Regarding prover scalability, inspection reveals that the main bottleneck in the process is the low-degree extension part, in which each function \(\hat{f}_j\) that encodes a register gets interpolated and then evaluated on a domain of size \(\beta \cdot \mathsf{T} \). For this part we use so-called additive FFTs; in particular, libSTARK uses the recent innovative algorithm of [56] that performs this computation with \(O(\beta \mathsf{T} \log (\beta \mathsf{T}))\) arithmetic operations. All other steps of the prover’s computation are merely linear in \(|\mathsf{T} |\); in particular, the FRI computation is such.

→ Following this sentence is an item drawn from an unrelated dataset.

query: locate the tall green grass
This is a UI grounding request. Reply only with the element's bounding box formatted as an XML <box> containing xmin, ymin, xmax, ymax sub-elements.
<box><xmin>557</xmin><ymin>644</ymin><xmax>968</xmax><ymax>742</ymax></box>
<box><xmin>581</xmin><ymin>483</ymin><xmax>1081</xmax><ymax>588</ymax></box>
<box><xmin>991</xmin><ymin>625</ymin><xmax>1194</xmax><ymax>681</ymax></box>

In closing we briefly mention some of the subtle issues that were glossed over in our toy example and are discussed at length in our formal proofs, and implemented in the code:

1. 1.

   The toy construction is not zero knowledge, because each entry of \(\mathbf {f}\) does reveal some information about \(y_0,y_1\). To achieve zero knowledge we slacken the degree constraint on \(f_0,f_1\), allowing the prover to sample a random polynomial that agrees with \(\hat{f}_0,\hat{f}_1\) on G, and thus hide information regarding \(y_0,y_1\) for query-limited verifiers (in a manner resembling Shamir secret sharing [74]).

2. 2.

   We did not enforce the boundary condition stating that the last entry is z. To enforce this, the verifier interpolates a polynomial corresponding to all boundary constraints (in our toy example there is only one such constraint) and “incorporates it” in the proof oracle \(\mathbf {f}\).

3. 3.

   Verifier scalability requires that \(\mathsf{Zero} _G\) be computed efficiently. This is indeed the case (because G is a subgroup of \(\mathbb {F} \)), and holds also for additive subgroups (as implemented by libSTARK [10]).

4. 4.

   The toy computation does not make use of random memory access (RAM); maintaining scalability for programs that make significant use of RAM complicates the construction, requiring more elaborate affine graphs that embed DeBruijn switching networks; these issues are addressed by Theorem 2 and its proof.